Our shamrock is experiencing a phase of luxuriant growth and blossoming. It has given me many hours of pondering, shooting and playing with the varied blossoms that pop up and which last about 1 – 1.5 weeks. The other day I set the camera up and started it on the task of taking a photo every 15 seconds as a group of blooms opened up…. or were supposed to. Turns out it was too cloudy and dull to really get the blossoms to expand as anticipated. I took 2600 files and made a small movie. If you’re interested you can find the 1.5 minute production here. Be gentle with me, please…. I know it isn’t real exciting or necessarily well done. Ya’ll know that I learn by doing…over and over and over it seems.

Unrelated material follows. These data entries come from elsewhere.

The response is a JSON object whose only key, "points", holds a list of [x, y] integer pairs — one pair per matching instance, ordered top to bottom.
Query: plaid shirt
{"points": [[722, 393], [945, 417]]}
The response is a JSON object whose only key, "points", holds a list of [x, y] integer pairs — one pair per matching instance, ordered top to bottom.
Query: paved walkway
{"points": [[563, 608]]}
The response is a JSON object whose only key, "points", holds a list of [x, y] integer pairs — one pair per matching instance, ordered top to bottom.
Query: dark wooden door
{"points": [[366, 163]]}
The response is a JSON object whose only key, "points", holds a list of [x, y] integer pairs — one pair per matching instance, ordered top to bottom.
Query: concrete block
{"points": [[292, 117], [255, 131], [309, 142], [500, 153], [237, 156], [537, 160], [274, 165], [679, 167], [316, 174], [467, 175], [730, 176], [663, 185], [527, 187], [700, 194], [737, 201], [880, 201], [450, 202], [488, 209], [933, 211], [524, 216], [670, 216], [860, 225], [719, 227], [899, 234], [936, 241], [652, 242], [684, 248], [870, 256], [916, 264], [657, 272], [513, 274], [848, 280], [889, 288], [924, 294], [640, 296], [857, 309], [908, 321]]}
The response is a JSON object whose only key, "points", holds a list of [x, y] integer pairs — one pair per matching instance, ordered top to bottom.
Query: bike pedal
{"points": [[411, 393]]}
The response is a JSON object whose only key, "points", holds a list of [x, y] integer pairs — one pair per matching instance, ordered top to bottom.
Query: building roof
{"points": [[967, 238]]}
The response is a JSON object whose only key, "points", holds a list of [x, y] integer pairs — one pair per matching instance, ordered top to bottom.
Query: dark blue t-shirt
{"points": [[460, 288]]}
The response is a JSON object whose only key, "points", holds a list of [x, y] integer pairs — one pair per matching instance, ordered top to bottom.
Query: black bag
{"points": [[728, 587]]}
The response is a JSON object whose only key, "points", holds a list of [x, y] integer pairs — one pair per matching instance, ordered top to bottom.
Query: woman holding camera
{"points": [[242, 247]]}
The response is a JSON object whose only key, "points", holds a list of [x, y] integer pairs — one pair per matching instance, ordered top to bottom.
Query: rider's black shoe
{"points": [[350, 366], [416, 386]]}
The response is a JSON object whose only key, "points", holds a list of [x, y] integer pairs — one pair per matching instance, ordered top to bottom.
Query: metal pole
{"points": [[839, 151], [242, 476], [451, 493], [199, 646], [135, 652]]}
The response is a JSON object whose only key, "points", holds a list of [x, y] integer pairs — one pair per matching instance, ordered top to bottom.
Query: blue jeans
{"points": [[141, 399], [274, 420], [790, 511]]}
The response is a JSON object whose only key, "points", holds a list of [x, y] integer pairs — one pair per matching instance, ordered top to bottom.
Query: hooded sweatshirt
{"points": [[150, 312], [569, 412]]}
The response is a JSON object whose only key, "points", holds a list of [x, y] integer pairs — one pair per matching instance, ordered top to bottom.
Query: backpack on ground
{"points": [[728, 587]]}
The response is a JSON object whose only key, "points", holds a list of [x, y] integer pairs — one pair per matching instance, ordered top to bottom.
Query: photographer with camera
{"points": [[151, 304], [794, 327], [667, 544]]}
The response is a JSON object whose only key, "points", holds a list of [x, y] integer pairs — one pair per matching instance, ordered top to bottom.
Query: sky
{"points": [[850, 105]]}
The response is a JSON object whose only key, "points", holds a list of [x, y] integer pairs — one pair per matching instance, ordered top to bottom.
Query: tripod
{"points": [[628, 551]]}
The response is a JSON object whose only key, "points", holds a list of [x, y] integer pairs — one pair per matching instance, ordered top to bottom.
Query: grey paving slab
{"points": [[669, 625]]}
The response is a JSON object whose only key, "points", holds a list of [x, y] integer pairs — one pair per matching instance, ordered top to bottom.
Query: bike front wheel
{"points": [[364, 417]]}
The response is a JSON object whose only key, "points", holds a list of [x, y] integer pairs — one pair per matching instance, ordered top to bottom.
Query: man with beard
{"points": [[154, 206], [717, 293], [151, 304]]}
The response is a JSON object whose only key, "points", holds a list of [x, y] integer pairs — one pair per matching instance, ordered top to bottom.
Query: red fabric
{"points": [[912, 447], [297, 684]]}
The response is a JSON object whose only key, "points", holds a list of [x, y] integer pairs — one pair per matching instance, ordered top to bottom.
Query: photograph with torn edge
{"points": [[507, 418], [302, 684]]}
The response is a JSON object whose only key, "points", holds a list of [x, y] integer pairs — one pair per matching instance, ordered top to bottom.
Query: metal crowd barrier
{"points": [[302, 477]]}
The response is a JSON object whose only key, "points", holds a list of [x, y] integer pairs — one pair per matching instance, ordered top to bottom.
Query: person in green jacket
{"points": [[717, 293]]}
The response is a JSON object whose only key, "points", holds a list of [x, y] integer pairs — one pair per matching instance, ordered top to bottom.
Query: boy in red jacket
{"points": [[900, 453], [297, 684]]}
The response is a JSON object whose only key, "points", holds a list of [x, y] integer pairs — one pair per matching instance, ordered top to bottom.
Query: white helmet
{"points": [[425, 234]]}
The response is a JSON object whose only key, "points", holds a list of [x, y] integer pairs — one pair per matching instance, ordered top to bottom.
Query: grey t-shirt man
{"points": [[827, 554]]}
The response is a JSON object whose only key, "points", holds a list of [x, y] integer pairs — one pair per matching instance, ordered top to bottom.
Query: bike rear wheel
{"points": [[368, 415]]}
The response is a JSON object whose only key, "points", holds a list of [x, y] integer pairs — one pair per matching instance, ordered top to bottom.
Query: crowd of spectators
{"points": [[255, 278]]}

I’ve been reading another book about nature photography and was impressed with the author’s presentation of blossoms against a white background. My first thought was that he was cutting them out and compositing them in a Photoshop file. Turns out that the “on white” product is actually done in the field and totally in-camera. It’s all about a white background and light thereon. I don’t have the plexiglass that he uses in the field but I can sure make a white background using a small softbox and a speedlight. I’m pretty content with this collection of images of our shamrock. A few technical issues but overall the technique will get used quite a bit as spring brings blossoms to the Cascades. It will, won’t it? Please!
Our bleeding hearts are getting ready for their annual posing session. I’ve done black and green backgrounds in the past. This year will see some white as well.